III- Así es que a las 18 horas entré a la Catedral,
de la mano de la abuela, y con la escolta de las tías. Papá y el abuelo se
quedaron con mamá.
Mamá me llevaba los domingos, aunque en
el Santo Tomás nos daban la Catequesis y la Misa. De entrada me sentí
transportado al cielo en una nube de incienso y música de órgano. Hice la genuflexión a las apuradas; la abuela
me frenó el avance y me ordenó saludar bien al Señor y usar agua bendita.
Todo sucedía en la parte delantera del
templo, en el altar precioso, lleno de brillos y santos. Como siempre, el Cura
se daba vuelta, de vez en cuando; las fórmulas en latín me eran tan familiares
como las criollas; el año próximo iba a hacer la Primera Comunión y sería
monaguillo.
Cuando escuchamos “Ite Missa Est”,
salimos volando, porque pronto sería de noche y las Iglesias debían de ser
siete, para honrar a la Eucaristía; las tías se habían hecho humo con algunos
jóvenes de la Acción Católica; «cada cual honra al Señor como se lo
dicta el Espíritu, pienso hoy».
Nosotros hicimos las “Visitas”: siete
Padrenuestros, Avemarías y Glorias, y siete “Adorado y Alabado sea el Santísimo
Sacramento del Altar”, en la Compañía, San Francisco, Santa Teresa… y cuando
salimos corriendo hacia Santa Domingo, dije:
—Me hago pis, abuela; y tengo hambre.
Vamos a una confitería.
—No hay ninguna abierta, hoy. ¡Bueno
estaría! ¡Un Jueves Santo!
—Pero yo no doy más— insisití, con las
piernas cruzadas.
—Aguántate, que eres hombre; más sufrió
Nuestro Señor por nosotros.
—Quiero ir al baño, por favor; no
aguanto más. Mirá, hago ahí en ese arbolito de la vereda y vamos; aguanto el
hambre.
Mi
abuela miró para todos lados y con mucha vergüenza me dio la espalda: casi un
hombre, orinando en público el Jueves
Santo, era una horrible afrenta para aceptarla sin más.
Apenas
había terminado mi cometido cuando la abuela se prendió a mi brazo:
— ¡Ay, Dios mío! ¡Un perro negro! ¡Puede
ser una señal del enojo del Señor!
—No es negro, abuela; es gris, como el
de Don Bosco; era un ángel que lo acompañaba a llevar la Comunión, me contó mi papá que le dijeron los
salesianos.
Un poco más serena iba a reiniciar la
marcha hacia la Calle Ancha, cuando tropezó con una baldosa rota y se cayó en
la vereda oscura. Entre sus ayes y mis gritos parecíamos anticipar el Viernes
Santo. Le sangraba la rodilla y pedía perdón por no cumplir con la celebración.

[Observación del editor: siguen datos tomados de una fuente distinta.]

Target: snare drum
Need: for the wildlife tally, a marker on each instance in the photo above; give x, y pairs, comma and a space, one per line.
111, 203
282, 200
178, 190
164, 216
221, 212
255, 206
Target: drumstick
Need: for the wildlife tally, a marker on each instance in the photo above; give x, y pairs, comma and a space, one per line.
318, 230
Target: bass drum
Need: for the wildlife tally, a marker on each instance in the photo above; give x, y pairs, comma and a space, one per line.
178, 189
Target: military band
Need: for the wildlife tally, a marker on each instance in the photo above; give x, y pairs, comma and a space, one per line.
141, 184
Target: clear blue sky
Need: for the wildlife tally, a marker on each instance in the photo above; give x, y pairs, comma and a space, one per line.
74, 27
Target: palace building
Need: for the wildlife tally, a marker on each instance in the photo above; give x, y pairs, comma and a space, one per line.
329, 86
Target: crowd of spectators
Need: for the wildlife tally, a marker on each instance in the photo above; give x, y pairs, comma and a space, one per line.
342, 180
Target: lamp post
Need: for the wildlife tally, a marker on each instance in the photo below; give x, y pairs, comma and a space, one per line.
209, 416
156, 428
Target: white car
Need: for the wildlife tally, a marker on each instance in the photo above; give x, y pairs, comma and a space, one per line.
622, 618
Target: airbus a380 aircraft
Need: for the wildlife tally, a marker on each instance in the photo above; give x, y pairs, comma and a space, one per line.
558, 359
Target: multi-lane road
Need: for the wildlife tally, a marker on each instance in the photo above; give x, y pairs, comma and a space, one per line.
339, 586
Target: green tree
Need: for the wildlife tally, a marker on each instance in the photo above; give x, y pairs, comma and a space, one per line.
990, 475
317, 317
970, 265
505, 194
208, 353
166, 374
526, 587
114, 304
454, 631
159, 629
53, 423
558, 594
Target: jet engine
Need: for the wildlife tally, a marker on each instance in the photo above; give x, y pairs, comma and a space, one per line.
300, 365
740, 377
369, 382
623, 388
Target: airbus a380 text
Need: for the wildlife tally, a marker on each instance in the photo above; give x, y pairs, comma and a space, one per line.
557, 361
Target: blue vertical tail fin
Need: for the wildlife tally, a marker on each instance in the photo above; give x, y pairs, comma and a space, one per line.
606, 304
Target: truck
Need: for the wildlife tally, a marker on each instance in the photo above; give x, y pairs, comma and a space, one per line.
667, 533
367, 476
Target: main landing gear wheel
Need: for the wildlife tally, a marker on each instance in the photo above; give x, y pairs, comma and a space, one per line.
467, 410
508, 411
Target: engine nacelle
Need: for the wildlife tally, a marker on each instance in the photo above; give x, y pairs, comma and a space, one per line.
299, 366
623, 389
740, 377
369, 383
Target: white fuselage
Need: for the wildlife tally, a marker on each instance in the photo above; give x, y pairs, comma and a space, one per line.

Pasaba bastante gente, con lo del Jueves
Santo y Las Visitas. Pronto tuvimos ayuda para la abuela; un dominico
angelical en su hábito blanco, la ayudó a subir al coche de otro
feligrés: “Una persona de bien, señora; vaya usted en paz. Dios conoce su corazón”.
En cinco minutos estábamos en casa. Papá la llevó a la suya. Me quedé
sin flan, pero no me importó demasiado.
Cuando arrancó el auto, me acurruqué
junto a mamá y a mi preciosa hermanita; menos mal que mamá la esperaba en el
patio, si no, a saber qué golpazo le habría dado la cigüeña desde el aire. Y
menos mal que le pusieron María Marta.